Even Peter Shilton admitted he should have done better when, amongst the criticisms, leveled at him was one observation that said, in his attempt to save from Domarski, `Shilton went down like a collapsing building`. The goalkeeper said.
“I tried to make the perfect save. Had I been more experienced I`d have stuck a foot or a knee out.”
In another era Norman Hunter might have won more than the 28 caps he did but in those days he vied with a certain Bobby Moore for the same position. Bobby, who won 108 caps, was the first of the World Cup winning side to die, in 1993. Keith Newton was the next member of Sir Alf Ramsey`s World Cup defending squad to pass away.
The full back, who won the League Championship with Everton, passed away in 1998. Keith`s Everton and England team mate, Brian Labone died in 2006. Labone, a one-club man won two Football League titles and lifted the FA Cup with Everton as well as winning 26 England caps.

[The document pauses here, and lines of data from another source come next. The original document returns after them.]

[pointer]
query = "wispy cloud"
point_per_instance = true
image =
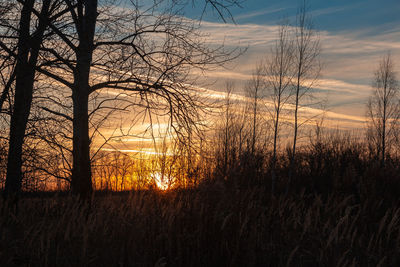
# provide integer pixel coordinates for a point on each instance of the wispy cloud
(259, 13)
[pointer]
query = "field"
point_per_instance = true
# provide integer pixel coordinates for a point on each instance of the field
(210, 226)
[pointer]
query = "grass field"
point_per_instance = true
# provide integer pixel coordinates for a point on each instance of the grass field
(210, 226)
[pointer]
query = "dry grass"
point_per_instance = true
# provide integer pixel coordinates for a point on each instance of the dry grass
(212, 226)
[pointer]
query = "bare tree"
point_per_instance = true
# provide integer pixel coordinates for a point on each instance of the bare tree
(307, 69)
(279, 74)
(147, 53)
(26, 56)
(254, 92)
(383, 108)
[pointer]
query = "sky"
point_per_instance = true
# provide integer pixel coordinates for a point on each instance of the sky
(354, 36)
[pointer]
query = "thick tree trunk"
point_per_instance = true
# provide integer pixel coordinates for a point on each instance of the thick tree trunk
(81, 180)
(28, 51)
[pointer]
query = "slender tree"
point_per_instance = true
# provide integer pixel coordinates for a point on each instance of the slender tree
(253, 91)
(307, 69)
(279, 78)
(383, 108)
(26, 56)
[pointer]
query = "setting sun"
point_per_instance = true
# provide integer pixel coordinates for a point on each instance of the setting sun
(163, 182)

Alan Ball, the youngest of the World Cup winning side, and a member of the Mexico squad, was another Everton player, after he moved from Blackpool in 1966. Alan died of a heart attack in 2007 when he tried to extinguish a bonfire in his garden that went out of control.
Emlyn Hughes, another former Blackpool player who ended up on Merseyside, with Liverpool, won the first of his 62 England caps the year before he went to the 1970 Mexico World Cup. He passed away in 2004.
Two years later Peter Osgood, who won just four England caps, became another of the 1970 squad to pass away.
Jeff Astle won five England caps but never scored for his country. His best chance came in the famous defeat by Brazil in Mexico when a chance fell on his favoured left foot, almost exactly the same position from which he scored in West Brom`s 1968 FA Cup Final victory. He missed in Mexico and is unfairly remembered for that miss despite scoring 174 goals for the Albion in his 361 appearances. Jeff died in 2002.
Martin Peters, who scored the `other goal` in the World Cup Final win, passed away in December 2019, the same year we lost the last line of defence that glorious summer`s day in 1966, Gordon Banks. Both were at their peak in 1970 but were unable to retain the trophy but continued to be England regulars for two and four years, respectively, after Mexico.
A magnificent XI, in any football universe.
Thanks for the memories.
By Brian Beard, Associate Historian to the Football Association.